Once identified, deal with flaky tests decisively:

  1. Fix the root cause — often timing dependencies, shared state, or test ordering
  2. Quarantine — move to a separate directory that runs independently, not blocking CI
  3. Delete — if the test can’t be made reliable and doesn’t cover critical functionality
# pytest marker for quarantined tests
@pytest.mark.flaky(reruns=3, reason="Database connection timing")
def test_concurrent_writes():
    """Quarantined: intermittent failure under load."""
    ...

Test data management for regression suites

Regression tests need reproducible data. Three patterns work well:

Factories: Generate test data programmatically using libraries like factory_boy:

import factory
from models import User, Order

class UserFactory(factory.Factory):
    class Meta:
        model = User
    name = factory.Faker("name")
    email = factory.Faker("email")

class OrderFactory(factory.Factory):
    class Meta:
        model = Order
    user = factory.SubFactory(UserFactory)
    total = factory.Faker("pydecimal", left_digits=3, right_digits=2, positive=True)

Fixtures with snapshots: Capture real production scenarios (anonymized) as test fixtures:

@pytest.fixture
def complex_order_from_prod():
    """Anonymized reproduction of BUG-1567 order structure."""
    return json.loads(Path("tests/fixtures/bug-1567-order.json").read_text())

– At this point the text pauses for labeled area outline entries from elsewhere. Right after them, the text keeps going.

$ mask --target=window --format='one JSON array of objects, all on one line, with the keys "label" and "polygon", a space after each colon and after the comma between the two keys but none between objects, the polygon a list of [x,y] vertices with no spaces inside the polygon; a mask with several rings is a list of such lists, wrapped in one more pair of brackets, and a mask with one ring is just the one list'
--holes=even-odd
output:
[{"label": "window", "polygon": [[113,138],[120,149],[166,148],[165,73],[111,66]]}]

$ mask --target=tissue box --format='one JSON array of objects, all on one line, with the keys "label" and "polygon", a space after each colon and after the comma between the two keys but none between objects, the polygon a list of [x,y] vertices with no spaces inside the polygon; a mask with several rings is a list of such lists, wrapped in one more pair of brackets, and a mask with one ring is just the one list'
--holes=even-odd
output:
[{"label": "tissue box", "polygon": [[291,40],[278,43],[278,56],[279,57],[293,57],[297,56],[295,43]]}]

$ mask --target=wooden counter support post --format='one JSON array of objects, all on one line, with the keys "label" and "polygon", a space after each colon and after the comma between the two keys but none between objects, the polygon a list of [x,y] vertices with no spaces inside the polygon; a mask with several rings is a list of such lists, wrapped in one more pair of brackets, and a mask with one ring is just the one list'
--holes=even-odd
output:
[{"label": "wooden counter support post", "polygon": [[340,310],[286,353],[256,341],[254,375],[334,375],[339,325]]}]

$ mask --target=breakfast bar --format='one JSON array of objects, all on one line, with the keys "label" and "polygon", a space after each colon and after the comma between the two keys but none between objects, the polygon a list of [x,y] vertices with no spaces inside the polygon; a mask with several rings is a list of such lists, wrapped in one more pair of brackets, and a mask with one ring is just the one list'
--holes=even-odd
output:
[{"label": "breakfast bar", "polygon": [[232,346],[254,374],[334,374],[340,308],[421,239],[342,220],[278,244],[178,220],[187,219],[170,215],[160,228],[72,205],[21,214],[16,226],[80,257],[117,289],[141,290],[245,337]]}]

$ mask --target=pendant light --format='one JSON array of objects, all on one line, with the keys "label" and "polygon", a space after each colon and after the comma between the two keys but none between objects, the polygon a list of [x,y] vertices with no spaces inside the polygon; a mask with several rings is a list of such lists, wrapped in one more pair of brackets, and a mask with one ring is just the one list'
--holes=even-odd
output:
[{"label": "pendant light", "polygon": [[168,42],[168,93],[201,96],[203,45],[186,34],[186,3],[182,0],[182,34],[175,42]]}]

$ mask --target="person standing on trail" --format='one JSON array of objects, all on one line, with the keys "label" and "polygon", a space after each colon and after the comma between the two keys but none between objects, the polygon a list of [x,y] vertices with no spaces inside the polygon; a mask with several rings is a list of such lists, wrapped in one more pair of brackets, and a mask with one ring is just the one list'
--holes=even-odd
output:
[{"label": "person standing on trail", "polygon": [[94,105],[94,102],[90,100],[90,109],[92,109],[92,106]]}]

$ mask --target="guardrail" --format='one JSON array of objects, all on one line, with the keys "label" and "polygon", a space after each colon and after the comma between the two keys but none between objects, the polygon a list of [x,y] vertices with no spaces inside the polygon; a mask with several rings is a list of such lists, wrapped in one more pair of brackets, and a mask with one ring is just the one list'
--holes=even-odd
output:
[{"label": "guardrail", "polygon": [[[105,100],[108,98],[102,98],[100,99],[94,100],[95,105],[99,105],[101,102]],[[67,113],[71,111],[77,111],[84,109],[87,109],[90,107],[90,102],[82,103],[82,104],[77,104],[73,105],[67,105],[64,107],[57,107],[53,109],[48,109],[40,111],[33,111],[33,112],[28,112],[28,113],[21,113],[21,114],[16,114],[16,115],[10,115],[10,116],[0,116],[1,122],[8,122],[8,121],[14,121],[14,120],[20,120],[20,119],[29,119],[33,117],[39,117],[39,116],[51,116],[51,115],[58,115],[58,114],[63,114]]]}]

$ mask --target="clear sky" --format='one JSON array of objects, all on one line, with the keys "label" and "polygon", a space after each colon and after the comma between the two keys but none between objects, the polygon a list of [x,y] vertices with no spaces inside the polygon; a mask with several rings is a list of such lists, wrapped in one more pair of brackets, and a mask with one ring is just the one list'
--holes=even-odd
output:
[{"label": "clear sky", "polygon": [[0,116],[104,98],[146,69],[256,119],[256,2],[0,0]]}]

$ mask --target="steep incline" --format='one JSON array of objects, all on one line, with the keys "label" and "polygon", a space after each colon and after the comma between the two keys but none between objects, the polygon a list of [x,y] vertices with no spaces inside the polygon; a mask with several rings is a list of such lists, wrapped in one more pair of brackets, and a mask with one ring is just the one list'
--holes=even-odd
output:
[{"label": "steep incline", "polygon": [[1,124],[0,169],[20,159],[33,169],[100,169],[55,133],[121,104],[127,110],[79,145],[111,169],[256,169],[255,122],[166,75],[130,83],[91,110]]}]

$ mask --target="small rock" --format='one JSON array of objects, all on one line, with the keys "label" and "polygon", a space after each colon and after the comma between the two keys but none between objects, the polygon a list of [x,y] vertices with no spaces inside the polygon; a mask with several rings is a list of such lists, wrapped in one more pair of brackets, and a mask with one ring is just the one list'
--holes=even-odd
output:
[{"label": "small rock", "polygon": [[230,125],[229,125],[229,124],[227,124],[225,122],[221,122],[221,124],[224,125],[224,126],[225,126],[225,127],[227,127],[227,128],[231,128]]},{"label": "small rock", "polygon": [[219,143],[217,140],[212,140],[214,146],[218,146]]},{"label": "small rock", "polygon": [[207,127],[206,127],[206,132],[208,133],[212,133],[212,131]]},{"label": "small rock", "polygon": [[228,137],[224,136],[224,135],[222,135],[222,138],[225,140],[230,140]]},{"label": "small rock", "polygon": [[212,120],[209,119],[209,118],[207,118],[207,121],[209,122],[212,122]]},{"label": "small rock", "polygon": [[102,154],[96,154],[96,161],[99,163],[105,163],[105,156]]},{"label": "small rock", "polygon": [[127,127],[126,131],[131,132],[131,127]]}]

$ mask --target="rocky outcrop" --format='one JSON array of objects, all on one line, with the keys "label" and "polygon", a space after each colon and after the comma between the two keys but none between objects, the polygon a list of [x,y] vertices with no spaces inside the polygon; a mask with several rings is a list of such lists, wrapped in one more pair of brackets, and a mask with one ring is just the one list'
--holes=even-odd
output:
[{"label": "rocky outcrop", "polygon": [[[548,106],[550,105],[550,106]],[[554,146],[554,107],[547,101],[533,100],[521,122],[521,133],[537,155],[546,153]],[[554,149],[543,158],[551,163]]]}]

Database seeding: For integration tests, maintain a seed script that creates a known state:

@pytest.fixture(scope="session")
def seeded_db(db_engine):
    """Create known database state for regression suite."""
    seed_data = load_seed("tests/seeds/regression_baseline.sql")
    with db_engine.begin() as conn:
        conn.execute(text(seed_data))
    yield db_engine

Measuring regression suite health

Track these metrics in your CI dashboard:

# scripts/regression_metrics.py
"""Generate regression suite health metrics."""

def analyze_suite():
    results = parse_junit_xml("test-results.xml")
    return {
        "total_tests": len(results),
        "pass_rate": sum(1 for r in results if r.passed) / len(results),
        "avg_duration_sec": sum(r.duration for r in results) / len(results),
        "slowest_10": sorted(results, key=lambda r: r.duration)[-10:],
        "flaky_candidates": [r for r in results if r.retried],
        "coverage_pct": get_coverage_percent(),
    }

Key thresholds to monitor:

  • Suite duration: Alert if total runtime grows >20% month-over-month
  • Flaky rate: More than 2% flaky tests signals a maintenance problem
  • Test-to-code ratio: Below 1:1 (tests to source lines) suggests insufficient coverage

Historical regression analysis

Maintain a regression catalog that connects tests to incidents. Over time, this reveals patterns:

## Regression Catalog (excerpt)

| Bug ID   | Module      | Root Cause          | Test File                    | Date Fixed |
|----------|-------------|---------------------|------------------------------|------------|
| BUG-1234 | billing     | Off-by-one in loop  | test_billing_regressions.py  | 2026-01-15 |
| BUG-1301 | billing     | Input validation    | test_billing_regressions.py  | 2026-02-03 |
| BUG-1445 | auth        | Race condition      | test_auth_regressions.py     | 2026-02-20 |
| BUG-1502 | export      | Encoding mismatch   | test_export_regressions.py   | 2026-03-01 |

Patterns emerge: if billing has the most regressions, it needs more refactoring attention. If race conditions recur, the team needs concurrency training. The regression catalog becomes a diagnostic tool for codebase health.

One thing to remember: Regression testing is a long game. Each test you add after a bug fix is an investment that pays dividends across every future change. The suite’s value grows super-linearly with codebase age.